Not every accepted measurement is equally trustworthy. These signals should prompt closer inspection before relying on a dimension estimate:

Signal What it means
\( R^2 < 0.95 \) Weak power-law fit --- the log-log relationship has substantial scatter. The dimension estimate may be unreliable.
\( \Delta\text{AICc} < 5 \) Marginal model preference --- the exponential model fits nearly as well as the power law. Consider whether power-law scaling is genuinely present.
\( \log\text{-span} < 0.5 \) Narrow scaling window --- the estimate is based on less than half a decade of radii. Small windows can produce good \( R^2 \) values by chance.
retained_fraction < 0.5 Most nodes were disconnected from the giant component. The measurement reflects the largest fragment, not the whole graph.
bootstrap_valid_reps < 20 Too few valid bootstrap replicates to produce a reliable confidence interval. The CI bounds may be misleading.

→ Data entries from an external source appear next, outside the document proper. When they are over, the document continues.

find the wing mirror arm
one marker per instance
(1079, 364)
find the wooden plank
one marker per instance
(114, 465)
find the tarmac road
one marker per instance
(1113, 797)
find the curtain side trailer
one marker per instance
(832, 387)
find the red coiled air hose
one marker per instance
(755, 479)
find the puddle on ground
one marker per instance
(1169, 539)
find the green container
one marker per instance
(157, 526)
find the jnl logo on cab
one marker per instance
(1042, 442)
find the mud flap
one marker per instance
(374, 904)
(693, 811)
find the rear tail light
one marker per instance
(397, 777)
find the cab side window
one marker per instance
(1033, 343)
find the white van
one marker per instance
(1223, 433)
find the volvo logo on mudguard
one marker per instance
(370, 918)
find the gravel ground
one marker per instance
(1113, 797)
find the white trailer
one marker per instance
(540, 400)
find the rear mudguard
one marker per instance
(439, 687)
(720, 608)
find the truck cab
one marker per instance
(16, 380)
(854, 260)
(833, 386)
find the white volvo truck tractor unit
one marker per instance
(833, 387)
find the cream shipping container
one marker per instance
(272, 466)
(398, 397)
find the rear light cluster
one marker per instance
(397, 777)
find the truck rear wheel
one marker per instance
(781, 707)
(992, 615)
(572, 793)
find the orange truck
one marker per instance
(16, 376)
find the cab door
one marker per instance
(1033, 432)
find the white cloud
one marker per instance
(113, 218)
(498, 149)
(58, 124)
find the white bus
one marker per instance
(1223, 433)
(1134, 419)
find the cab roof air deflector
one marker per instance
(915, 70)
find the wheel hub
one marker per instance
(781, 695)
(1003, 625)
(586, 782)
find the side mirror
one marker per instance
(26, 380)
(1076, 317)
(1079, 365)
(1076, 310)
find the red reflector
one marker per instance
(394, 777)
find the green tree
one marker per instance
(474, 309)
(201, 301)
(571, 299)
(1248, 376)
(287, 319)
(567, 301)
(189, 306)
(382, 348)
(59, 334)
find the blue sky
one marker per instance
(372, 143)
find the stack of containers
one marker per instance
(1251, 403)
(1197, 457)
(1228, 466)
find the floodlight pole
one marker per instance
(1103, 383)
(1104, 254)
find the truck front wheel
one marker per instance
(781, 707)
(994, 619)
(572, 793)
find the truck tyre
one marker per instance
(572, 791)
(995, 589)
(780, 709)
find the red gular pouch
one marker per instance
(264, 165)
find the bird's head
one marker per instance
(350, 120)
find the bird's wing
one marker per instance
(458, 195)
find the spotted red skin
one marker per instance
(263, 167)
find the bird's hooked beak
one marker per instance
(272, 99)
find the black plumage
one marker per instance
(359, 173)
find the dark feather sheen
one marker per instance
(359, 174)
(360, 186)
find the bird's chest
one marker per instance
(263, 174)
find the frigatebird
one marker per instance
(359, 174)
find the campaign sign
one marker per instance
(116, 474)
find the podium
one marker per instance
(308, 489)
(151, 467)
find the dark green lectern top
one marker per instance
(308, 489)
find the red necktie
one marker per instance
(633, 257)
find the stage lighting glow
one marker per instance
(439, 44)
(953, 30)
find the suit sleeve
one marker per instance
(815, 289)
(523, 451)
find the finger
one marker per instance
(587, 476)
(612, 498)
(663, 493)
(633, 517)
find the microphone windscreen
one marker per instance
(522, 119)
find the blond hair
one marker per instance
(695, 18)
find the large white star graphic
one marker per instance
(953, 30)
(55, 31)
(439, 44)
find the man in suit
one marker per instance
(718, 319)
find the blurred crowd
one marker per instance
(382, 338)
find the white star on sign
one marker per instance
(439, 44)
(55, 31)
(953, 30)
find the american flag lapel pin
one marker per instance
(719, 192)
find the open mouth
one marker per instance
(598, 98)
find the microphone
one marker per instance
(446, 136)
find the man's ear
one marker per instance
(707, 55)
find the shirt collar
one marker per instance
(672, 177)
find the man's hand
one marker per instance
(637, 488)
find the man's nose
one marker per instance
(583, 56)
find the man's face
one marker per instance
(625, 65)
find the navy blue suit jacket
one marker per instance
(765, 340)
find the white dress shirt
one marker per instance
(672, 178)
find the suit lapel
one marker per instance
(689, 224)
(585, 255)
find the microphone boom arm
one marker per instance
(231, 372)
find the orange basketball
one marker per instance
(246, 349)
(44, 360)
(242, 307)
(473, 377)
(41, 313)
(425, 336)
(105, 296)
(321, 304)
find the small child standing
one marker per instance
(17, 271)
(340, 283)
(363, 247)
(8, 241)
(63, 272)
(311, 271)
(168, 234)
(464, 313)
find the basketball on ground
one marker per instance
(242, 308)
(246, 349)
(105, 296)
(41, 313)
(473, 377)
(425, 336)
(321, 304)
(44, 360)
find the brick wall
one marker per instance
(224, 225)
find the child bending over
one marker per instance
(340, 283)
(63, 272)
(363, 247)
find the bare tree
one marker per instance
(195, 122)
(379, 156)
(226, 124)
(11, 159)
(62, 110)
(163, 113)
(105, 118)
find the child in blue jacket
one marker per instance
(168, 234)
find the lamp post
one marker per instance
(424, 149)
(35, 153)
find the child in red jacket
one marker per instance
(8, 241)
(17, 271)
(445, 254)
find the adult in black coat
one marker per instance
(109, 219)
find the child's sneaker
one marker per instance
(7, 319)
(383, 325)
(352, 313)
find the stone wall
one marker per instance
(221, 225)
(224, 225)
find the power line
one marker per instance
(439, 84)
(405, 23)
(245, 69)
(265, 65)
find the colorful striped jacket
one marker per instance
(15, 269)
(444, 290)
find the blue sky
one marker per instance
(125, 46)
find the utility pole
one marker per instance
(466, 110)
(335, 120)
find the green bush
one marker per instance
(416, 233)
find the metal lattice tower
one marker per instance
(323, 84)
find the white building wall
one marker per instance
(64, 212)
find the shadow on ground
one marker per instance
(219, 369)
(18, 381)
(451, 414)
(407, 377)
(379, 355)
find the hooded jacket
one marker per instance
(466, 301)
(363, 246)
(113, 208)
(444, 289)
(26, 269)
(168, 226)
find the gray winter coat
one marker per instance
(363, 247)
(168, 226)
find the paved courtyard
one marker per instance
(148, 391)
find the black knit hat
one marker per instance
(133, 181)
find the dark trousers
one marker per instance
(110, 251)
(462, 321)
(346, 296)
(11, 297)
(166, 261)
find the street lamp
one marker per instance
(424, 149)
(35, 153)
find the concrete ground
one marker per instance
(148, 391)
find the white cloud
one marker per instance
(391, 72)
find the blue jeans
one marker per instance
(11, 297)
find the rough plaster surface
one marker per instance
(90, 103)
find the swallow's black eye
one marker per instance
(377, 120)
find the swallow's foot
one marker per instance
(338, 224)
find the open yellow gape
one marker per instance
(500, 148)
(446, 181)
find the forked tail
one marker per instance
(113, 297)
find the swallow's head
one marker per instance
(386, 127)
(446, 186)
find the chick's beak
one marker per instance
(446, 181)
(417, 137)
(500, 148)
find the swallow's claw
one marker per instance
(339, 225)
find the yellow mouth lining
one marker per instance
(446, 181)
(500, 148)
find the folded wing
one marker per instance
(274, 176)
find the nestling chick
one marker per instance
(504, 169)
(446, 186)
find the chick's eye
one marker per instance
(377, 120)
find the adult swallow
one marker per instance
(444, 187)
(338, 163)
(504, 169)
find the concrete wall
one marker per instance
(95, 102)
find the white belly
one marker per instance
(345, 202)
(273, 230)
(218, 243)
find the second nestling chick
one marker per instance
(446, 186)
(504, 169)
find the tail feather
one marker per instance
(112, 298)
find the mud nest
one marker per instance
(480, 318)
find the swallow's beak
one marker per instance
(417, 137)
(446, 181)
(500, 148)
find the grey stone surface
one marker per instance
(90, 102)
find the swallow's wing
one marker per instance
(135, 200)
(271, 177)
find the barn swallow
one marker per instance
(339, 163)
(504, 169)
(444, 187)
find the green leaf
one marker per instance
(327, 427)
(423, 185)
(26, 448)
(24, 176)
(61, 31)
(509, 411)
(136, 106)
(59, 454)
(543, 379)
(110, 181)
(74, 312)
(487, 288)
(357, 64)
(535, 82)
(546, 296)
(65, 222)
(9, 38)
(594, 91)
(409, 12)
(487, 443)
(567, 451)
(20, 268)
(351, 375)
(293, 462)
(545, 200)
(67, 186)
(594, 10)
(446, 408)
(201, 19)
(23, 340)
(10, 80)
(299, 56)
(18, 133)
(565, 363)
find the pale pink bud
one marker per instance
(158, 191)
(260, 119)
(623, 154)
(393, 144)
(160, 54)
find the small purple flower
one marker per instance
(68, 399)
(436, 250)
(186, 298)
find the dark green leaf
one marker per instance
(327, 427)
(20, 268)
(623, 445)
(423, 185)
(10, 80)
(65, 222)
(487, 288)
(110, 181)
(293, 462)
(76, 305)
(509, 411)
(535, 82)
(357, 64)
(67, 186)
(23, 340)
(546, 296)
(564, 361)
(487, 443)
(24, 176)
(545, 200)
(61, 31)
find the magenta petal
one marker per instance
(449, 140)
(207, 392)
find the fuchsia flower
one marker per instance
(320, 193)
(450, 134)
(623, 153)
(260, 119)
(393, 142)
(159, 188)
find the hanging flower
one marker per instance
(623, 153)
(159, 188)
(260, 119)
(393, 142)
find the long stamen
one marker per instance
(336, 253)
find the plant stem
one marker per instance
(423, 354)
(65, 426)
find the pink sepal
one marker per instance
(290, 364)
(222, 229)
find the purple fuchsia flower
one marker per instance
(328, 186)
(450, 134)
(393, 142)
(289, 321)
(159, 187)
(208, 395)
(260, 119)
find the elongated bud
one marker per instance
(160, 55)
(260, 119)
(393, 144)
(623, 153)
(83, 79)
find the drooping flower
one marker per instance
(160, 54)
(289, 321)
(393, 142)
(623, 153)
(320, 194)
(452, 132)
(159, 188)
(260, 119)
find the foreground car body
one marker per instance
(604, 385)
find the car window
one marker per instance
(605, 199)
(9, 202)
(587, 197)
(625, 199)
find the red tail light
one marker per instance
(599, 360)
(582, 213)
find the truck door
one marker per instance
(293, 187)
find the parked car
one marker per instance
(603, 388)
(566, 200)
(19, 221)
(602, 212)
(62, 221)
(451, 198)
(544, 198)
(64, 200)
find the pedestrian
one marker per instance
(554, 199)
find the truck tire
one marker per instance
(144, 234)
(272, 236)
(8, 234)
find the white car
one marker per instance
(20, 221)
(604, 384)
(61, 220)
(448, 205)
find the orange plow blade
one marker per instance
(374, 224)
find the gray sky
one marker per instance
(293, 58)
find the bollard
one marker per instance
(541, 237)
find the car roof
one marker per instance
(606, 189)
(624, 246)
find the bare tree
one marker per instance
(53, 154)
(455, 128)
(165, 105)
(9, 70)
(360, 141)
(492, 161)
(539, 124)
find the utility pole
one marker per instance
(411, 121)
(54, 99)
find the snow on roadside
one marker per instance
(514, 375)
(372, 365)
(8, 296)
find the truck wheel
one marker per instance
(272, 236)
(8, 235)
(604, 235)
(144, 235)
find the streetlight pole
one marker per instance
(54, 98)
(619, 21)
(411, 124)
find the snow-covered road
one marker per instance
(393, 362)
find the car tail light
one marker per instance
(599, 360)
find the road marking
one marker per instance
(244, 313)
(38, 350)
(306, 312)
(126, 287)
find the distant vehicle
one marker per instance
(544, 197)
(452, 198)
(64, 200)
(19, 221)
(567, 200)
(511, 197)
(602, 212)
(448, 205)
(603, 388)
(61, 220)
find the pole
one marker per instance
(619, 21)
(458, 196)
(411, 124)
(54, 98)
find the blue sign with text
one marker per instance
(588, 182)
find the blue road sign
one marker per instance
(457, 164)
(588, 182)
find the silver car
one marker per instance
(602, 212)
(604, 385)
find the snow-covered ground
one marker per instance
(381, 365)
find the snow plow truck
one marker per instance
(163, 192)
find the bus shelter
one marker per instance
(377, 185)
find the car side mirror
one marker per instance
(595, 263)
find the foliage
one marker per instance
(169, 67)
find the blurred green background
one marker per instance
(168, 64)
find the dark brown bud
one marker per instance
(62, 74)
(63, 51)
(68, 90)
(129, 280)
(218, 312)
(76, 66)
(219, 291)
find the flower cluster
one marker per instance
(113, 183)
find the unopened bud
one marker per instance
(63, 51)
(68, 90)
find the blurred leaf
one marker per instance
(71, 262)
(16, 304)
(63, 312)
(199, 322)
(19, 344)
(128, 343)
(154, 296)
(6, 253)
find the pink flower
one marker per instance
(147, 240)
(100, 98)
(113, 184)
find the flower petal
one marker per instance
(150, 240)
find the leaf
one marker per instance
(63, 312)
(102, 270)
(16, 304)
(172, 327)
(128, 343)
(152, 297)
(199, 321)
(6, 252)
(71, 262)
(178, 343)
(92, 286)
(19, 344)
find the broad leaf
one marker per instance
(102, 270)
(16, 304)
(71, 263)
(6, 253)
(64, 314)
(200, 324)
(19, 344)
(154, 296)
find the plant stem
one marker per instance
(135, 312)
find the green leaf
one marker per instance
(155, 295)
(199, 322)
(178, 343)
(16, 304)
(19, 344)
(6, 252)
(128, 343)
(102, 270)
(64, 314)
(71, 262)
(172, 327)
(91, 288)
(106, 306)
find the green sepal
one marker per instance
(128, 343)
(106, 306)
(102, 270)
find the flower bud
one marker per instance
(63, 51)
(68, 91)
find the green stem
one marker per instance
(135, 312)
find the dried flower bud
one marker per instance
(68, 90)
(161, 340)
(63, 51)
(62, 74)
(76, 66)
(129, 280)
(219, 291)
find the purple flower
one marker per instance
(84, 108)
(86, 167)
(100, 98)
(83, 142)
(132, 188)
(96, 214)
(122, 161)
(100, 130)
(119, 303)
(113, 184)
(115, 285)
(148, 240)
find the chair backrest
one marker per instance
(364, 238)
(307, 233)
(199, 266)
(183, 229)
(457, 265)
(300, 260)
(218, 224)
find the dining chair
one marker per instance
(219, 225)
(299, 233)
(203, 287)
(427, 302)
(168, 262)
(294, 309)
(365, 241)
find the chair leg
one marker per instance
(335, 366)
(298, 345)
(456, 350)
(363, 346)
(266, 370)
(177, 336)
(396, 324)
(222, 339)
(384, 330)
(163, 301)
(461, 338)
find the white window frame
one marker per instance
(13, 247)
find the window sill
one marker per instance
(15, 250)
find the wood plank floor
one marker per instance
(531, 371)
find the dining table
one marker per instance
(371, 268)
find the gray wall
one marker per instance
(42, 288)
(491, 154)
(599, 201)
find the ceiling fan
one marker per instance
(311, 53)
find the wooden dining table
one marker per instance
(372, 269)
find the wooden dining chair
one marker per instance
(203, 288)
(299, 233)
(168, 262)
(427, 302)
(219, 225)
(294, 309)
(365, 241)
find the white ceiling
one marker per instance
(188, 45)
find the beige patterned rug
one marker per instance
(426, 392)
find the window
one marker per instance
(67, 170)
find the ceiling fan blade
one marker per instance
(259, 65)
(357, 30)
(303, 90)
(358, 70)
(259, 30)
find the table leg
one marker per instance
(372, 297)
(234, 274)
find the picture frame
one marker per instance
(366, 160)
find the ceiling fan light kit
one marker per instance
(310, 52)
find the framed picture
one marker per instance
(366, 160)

These are not automatic rejection criteria --- the built-in gates and the post-hoc quality gate handle that. They are diagnostic signals that help you decide how much weight to place on a given measurement in your analysis.

The summary shortcut

If you only need the headline numbers, SandboxResult offers a lightweight projection:

summary = result.summary()
print(summary.dimension)   # float | None
print(summary.accepted)    # bool
print(summary.reason)      # Reason
print(summary.r2)          # float | None
print(summary.ci)          # tuple[float, float] | None

DimensionSummary is a stable, five-field contract designed for downstream consumers that do not need the full audit trail.